Adoption has a lifelong impact on every member of the adoption triad, and after placement, therapy can be a useful support to help birth parents with challenges that may arise for them. For birthmothers, finding a therapist who is adoption-competent is crucial to make sure they are getting the support they need from someone who understands what grief, trauma, and healing look like from the birthparent perspective. Today, with the help of Jennifer Adams, MS, our Director of Case Management Services, we are doing a deep-dive into why it is critical that birthparents work with adoption-competent therapists as part of their healing process. If you are, or know, an adoption-competent therapist, please let us know - we are building an adoption triad resource list.
What does it mean for someone to be an 'adoption-competent therapist?'
Simply put, an adoption-competent therapist is a licensed mental health professional who understands and is knowledgeable about adoption issues. This may be because their practice has been centered in adoption, or because they have sought out adoption-competency training, such as the Center for Adoption Support and Education’s post-Master’s Training for Adoption Competency (TAC) curriculum.
Are there specific qualifications to be considered an 'adoption-competent therapist?'
Adoption-competent therapists should possess the skills, knowledge, and values needed to support all members of the adoption triad process grief, separation, loss, and trauma. They should understand the formation of a family by adoption and recognize that not only do triad members have varying complexity and experience, but each adoptive family also has varying complexity and experience (ex. interracial, same-sex, etc). They understand that adoption is a process, not an event. Adoption-competent therapists should be knowledgeable and capable of using a wide range of therapies to treat all involved in the triad. Their mutual goal should be to help individuals heal, empower family members, and support healthy family relationships.
What makes adoption-competent therapy different from other types of therapy?
Adoption is a complex set of relationships, and not all therapists are equipped with the knowledge and skills necessary to provide effective support and treatment for birthparents. Placing a child for adoption brings with it a unique experience of loss and grief that isn’t generalizable to other kinds of loss, and requires a therapist that understands this.
Most of the information available about adoption-competent therapy centers on the adoptee experience. Why is it so crucial that birthmothers have access to an adoption-competent therapist?
It's crucial because so often birthparents are left out of the equation in the healing process when it comes to adoption. They are almost never focused on or talked about, possibly due to society being uncomfortable with addressing the complicated parameters surrounding placement. Adoptive parents tend to have better resources and the ability to advocate for their children, and it’s much easier for them to get their children receive the support and therapy they need to heal and deal with the complexity of adoption.
Birthparents are often not good advocates for themselves and aren’t always aware where to go for support.
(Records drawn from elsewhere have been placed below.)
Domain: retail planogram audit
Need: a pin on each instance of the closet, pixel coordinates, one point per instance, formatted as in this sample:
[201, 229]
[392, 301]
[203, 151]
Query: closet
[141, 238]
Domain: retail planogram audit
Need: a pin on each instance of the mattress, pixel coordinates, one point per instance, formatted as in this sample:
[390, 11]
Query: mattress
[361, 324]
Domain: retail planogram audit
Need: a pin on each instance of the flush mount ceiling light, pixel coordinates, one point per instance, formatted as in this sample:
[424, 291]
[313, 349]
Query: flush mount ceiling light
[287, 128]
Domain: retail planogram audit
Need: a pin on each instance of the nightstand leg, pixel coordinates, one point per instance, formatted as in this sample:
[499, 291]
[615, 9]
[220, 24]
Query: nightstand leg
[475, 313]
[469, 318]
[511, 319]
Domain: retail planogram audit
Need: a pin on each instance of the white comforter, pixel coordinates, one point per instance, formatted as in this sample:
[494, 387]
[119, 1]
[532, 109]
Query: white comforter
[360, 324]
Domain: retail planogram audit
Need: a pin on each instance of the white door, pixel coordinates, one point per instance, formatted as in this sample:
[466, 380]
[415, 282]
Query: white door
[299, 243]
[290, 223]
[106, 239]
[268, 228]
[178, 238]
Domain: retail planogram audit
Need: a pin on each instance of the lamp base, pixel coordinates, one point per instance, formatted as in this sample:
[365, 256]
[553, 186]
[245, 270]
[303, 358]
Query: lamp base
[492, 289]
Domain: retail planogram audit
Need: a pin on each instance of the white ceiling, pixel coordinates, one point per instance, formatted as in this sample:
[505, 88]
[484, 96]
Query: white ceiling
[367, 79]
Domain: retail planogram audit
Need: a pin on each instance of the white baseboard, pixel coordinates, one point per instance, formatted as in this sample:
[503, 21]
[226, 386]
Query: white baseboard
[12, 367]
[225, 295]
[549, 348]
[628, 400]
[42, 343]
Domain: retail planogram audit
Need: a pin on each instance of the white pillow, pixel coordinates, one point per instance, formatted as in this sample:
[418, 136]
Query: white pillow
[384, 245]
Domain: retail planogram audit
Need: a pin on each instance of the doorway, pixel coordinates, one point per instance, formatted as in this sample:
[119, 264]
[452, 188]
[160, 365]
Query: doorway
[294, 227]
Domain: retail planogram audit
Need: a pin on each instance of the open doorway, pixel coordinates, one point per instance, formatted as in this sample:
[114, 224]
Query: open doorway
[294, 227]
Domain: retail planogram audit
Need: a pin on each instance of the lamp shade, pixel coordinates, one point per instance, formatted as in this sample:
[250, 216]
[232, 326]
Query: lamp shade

They need a safe space where they can learn how to deal with the grief and loss associated with the placement. They need someone they can talk to who understands their pain, their trauma, what brought them to make the decision to place, and can help provide tools to help them manage their grief and other feelings surrounding the adoption and past life experiences. They need a space where they don't feel judged and there is zero stigma attached.
For someone new to therapy, how do you know if you and your therapist are a good fit?
You have a sense of connection and a feeling of good rapport. You feel safe. You feel that your therapist is confident in their skills and knowledgeable on how to best support you. If the therapist challenges some of your thoughts, they are respectful and you never feel as though they are judging you. We always suggest giving a new therapist a few tries before moving on to another therapist or stopping counseling altogether. We encourage everyone to listen to how they feel, and if things seem off or a connection isn't there, that's okay, we will help in finding a new therapist for our birthparents.
What do we look for when searching for a therapist for one of our birthparents? What questions do we ask?
It depends on the birthparent. First and foremost, we ask if the therapist has experience working with the adoption triad and specifically with birthparents. We make sure when talking about adoption, the therapist uses positive adoption language. We ask if the therapist has experience working with families in adoptions that are closed, open or in reunion. And, of course we ask what type of adoption-competency training (if any) that the therapist has completed. If we cannot find a therapist in our birthparent's area we then turn our focus to therapists who specialize in grief, trauma, and PTSD; all issues related to adoption.